The 6 stages of big data practice, now it is imperative to migrate the big data platform to K8s

Original author | Dr. Peng Feng
Translated | Wang Longfei
insert image description here

In the "Gartner Data Management Technology Maturity Curve" report in 2018, the concept of DataOps was first proposed. Gartner marked it as "very nascent" at present, and it is estimated that it will take 5-10 years to reach a technical maturity period. In the latest Gartner2022 report, the concept of DataOps has entered the second stage of "explosive growth".

insert image description here

Gartner predicts that a technology will go through the following five stages from emergence to public familiarity:

A potential technological breakthrough at the "very early stage" stage could solve the problem. Early proof-of-concept stories and media interest led to significant publicity. Often no usable product exists and commercial viability has not been proven.

Early hype during the "explosive growth" phase has produced many success stories – often accompanied by many failures. Some companies act; most don't.

The "Trough of Disillusionment" stage where early gains fade as experiments and implementations fail to materialize. The producers of the technology abandon the technology or declare failure. Investment will continue only if surviving vendors improve their products to meet the needs of early adopters.

The "Slope of Enlightenment" phase More examples of how technology can benefit businesses begin to become clear and more widely understood. Later iterations of products come from technology providers. More corporate funding begins to inject capital into pilot projects; conservative firms remain cautious.

The "plateau of productivity" stage technology begins to gain widespread acceptance. Criteria for assessing the viability of technology providers are clearer. The broad market applicability and relevance of the technology is clearly paying off. If the technology is more than just a niche market, then it will continue to grow.

Based on the above definition, the Gartner report basically shows that DataOps is currently in the stage of explosive growth, and many companies have begun to take action on it, and it is considered to be one of the potential market disruptive technologies like Spark and stream processing a few years ago. So what exactly does DataOps mean? Why is it only around 10 years after Hadoop led the big data wave?

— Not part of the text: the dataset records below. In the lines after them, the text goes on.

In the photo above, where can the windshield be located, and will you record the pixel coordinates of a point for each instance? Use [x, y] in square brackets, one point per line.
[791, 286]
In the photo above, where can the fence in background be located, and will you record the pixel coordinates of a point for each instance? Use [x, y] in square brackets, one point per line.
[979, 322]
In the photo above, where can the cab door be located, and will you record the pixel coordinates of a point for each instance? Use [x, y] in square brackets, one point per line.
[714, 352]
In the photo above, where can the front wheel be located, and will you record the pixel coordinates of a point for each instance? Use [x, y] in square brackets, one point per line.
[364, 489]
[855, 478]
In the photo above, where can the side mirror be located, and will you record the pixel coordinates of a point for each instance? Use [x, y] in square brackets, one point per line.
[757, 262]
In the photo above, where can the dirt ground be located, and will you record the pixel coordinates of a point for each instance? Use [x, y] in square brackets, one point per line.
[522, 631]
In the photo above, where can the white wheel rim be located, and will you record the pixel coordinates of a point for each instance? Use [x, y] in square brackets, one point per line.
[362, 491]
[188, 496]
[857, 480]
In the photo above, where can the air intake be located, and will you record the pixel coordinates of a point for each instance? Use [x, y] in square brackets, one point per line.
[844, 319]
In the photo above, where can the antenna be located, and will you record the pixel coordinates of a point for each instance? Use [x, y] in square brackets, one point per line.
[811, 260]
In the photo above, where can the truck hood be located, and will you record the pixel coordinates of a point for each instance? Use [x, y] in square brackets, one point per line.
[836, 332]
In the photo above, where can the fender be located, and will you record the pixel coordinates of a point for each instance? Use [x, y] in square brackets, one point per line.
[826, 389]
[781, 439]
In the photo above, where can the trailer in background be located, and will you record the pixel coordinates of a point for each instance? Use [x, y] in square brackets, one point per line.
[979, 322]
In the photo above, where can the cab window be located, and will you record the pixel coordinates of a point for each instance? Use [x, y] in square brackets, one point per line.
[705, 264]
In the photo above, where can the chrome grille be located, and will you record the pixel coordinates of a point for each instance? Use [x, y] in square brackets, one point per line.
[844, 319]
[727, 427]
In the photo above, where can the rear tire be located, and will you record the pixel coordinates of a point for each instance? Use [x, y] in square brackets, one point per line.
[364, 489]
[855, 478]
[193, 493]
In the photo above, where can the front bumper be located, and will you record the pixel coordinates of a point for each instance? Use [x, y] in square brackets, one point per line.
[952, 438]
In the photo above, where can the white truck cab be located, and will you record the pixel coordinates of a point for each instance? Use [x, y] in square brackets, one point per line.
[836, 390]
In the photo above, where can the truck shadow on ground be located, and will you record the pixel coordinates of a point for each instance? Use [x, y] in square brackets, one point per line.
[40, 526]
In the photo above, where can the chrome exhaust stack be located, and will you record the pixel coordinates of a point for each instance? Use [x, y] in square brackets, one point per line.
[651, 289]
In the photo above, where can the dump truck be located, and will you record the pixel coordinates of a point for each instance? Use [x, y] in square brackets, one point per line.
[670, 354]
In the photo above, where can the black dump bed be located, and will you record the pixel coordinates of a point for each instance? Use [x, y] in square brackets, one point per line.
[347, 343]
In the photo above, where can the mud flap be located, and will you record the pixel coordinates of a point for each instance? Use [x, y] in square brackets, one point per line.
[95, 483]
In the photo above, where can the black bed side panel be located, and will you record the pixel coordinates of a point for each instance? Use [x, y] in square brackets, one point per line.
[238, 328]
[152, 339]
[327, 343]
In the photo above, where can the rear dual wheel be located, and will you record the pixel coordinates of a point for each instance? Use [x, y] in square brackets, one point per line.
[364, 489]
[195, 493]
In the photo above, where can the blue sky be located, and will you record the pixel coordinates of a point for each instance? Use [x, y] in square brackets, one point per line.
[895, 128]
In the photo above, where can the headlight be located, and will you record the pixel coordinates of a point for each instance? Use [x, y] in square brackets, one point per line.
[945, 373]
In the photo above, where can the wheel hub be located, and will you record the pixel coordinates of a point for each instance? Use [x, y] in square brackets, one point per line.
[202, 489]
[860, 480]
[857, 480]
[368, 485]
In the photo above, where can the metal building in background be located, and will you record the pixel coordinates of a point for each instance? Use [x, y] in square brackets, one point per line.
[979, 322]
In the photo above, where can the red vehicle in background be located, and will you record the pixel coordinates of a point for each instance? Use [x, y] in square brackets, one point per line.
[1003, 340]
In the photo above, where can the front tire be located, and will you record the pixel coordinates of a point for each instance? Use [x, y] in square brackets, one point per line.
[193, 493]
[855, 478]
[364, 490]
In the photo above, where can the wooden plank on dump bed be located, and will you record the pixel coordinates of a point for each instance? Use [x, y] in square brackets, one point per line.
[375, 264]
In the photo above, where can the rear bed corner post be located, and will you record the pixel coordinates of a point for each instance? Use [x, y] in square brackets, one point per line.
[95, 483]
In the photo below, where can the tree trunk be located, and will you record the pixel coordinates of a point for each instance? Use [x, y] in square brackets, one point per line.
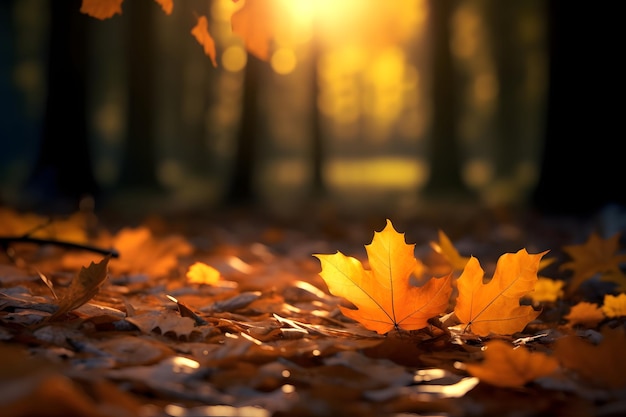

We'll try to answer these questions by describing the six phases of a big data project and see what DataOps really brings to the table.

Phase 1 Technology Test Phase

At this stage your team will probably install a Hadoop cluster and Hive (possibly with Sqoop) in order to transfer some data to the cluster and run some queries. In recent years, components including Kafka and Spark have also been considered. If you want to perform log analysis, you can also install packages such as ELK (ElasticSearch, LogStash, Kibana).

However, most of these systems are complex distributed systems, some of which require database support. While many offer single-node modes for you to use, your team still needs to be familiar with common Devops tools such as Ansible, Puppet, Chef, Fabric, etc.

Using these tools and prototyping should be feasible for most engineering teams thanks to the hard work of the open source community. If you have some good engineers on your team, you can probably have a system up and running in a few weeks, depending on how many components you have to install.
insert image description here

Phase 2 Automation Phase

At this stage, you already have a basic big data system, and your next needs may include:

Some Hive queries that run periodically, say hourly or daily, to generate some business intelligence reports;

Use some Spark programs to run machine learning programs to generate some user analysis models so that your product system can provide personalized services;

Some crawlers that need to extract data from remote sites from time to time;

Or some streaming data processing program for creating real-time data dashboards to display on a big screen.

To implement these requirements, you need a job scheduling system to run them based on time or data availability. Workflow systems like Oozie, Azkaban, Airflow, etc. allow you to specify when to run programs (similar to Cron programs on Linux machines).

Functionality varies widely between workflow systems. For example, some systems provide dependency management, allowing you to specify scheduling logic such as job A to run only when job B and job C complete; some systems allow managing only Hadoop programs, while others allow more types of workflows. You have to decide on the one that best meets your requirements.

Besides the workflow system, you have other tasks that need to be automated. For example, if some data on your HDFS needs to be deleted after a period of time, assuming the data is only kept for one year, then on day 366, we need to delete the data from the earliest day in the dataset, which is called the data retention policy. You'll need to write a program that specifies and enforces a data retention policy for each data source, or your hard drive will quickly wear out.
insert image description here

Phase 3 put into production

Now that you have an automated data pipeline, data can finally flow through this data pipeline! You're done? The reality is that your production environment will encounter the following difficult problems:

  • 5.1% first year hard drive failure rate (similar to first year server failure rate)
  • 11% failure rate of servers in year 4
  • Open source programs that are heavily used have many bugs
  • Your program may also have some bugs
  • External data sources have latency
  • The database has downtime
  • network error
  • Someone was using extra spaces when running "sudo rm -rf /usr/local/"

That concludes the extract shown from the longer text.